Гехра долгим взглядом посмотрела в глаза мужу.

— Что ты невиновен я верю! — медленно сказала она. — Значит, — виновен либо Приносящий, либо Змея. Испытаем обоих. Или никого!

Севз колебался всего мгновение.

— Правильно! Я и сам засомневался: не помогла ли она ему с этим кувшином?

— Чурмат! — позвала Гехра. — Найди и приведи Змею.

Одолевая наплыв горького безразличия, Промеат еще раз попробовал бороться.

— Если Севз ищет справедливости, он должен быть на скале третьим.

Севз ждал этого.

— Но я не атлант! — возразил он. — По матери я бореец, и атлантские духи не могут судить меня. Разве не так, вожди?

— Ты не атлант, и не бореец, а подлый выродок! — сказал Промеат и отвернулся.

Матери и вожди молча ждали. Большинство гостей спешило выбраться из зала. Когда схватываются боги, простым охотникам лучше быть подальше. Многие помнили, как под Джиером вызванные Громовержцем молнии валили своих и чужих…

Ор решил, что время пришло:

— Севз! Ты не забыл, что я когда-то спас тебя?

— Человек не может спасти бога, — поправил Громовержец, — но верно, ты помог мне. Говори, чего хочешь за это?

— Отпусти Приносящего свет.

— Не могу! — Севз развел руками. — Матери решили, что его испытают духи. Как я нарушу их волю?

Тогда Ор выдернул нож и прыгнул на Севза. Отяжелевший от еды и некты, тот вряд ли успел бы отразить удар. Но более молодой, длиннорукий Пстал, медленный, когда приходилось думать, дубиной действовал мгновенно. Мелькнув в воздухе, она настигла гия и ударила по голове. Ор упал у ног Севза. Тот остановил Пстала, вновь поднявшего дубину:

— Вот теперь я верну долг! Заберите его, — кивнул он борейцам, — а завтра после полудня отпустите.

Двое молодых воинов подхватили гия под руки и поволокли из зала. Им пришлось посторониться — навстречу, окруженная борейцами, шла жрица из Умизана.

— Зачем ты прислал за мной стаю воинов? — спросила она. — Хватило бы и одного вестника.

— Помолчи, женщина! — Севз говорил торжественно. — Матери и вожди подозревают, что ты помогла вот этому своему соплеменнику подделать жребий. А сегодня поссорила оолов с ибрами. Вы оба будете испытаны птицами на священной скале.

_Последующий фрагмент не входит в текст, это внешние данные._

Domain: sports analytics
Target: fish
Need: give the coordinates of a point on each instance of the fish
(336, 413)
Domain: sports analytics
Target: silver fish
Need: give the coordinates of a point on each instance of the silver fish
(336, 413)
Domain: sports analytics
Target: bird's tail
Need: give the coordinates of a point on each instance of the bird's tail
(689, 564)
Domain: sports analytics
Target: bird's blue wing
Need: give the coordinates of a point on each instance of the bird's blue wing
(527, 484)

— Ах вот оно что! — вскрикнула жрица. — Губя Промеата, ты решил заодно отделаться от меня! А если я расскажу вождям…

Но вожди устали от обвинений и разоблачений, томились своим решением и хотели одного: поскорее добраться до стоянок вокруг Атлы. Никто не слушал, о чем кричала атлантка, всегда глядевшая на них с высокомерным презрением.

— Акеан! — позвал Севз.

Но благородный отпрыск титанов, верный сообщник Майи и расторопный прислужиик будущего властелина Востока не отозвался. Услышав, как Севз торгуется с Гехрой, он, пригибаясь за спинами, выбрался из зала, отвязал коня и давно уже скакал в густеющих сумерках к багровым от заката горам.

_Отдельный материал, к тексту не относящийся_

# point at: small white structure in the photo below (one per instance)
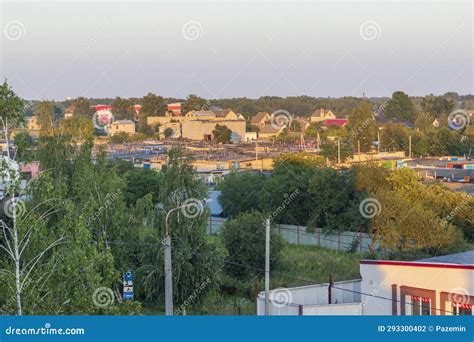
(314, 300)
(435, 286)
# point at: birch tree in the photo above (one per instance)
(17, 230)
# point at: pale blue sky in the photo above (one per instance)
(242, 48)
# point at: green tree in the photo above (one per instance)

— Кто знает дорогу к Скале Коршунов?

— Я! — кинулся Ип. Душу его теплой волной обдало счастье — служить истинному Господину!


Погруженный в мысли Промеат открыл глаза — узнать, отчего стихли шаги. Майя, до этого яростно метавшаяся по тесному подземелью, замерла у стены. Лунный свет из узкого окошка упал на лицо жрицы, ее губы медленно раздвинулись в улыбке.

— Что это ты развеселилась? — Приносящий с любопытством глядел на Майю.

— Поняла! Теперь поняла, почему мы оказались тут вдвоем!

— Видно, боги решили пошутить.

— Ха, боги! — Майя тряхнула головой, отбрасывая спутанные волосы. — Богам нет дела до нашей возни. Просто Севз просил твоей головы, а Гехра взамен потребовала мою! Кругломордая бореянка научилась торговаться! Теперь Быку несдобровать!

— Я знал, что схватки не миновать, но не ждал от него такой обдуманной низости, — сказал знаток.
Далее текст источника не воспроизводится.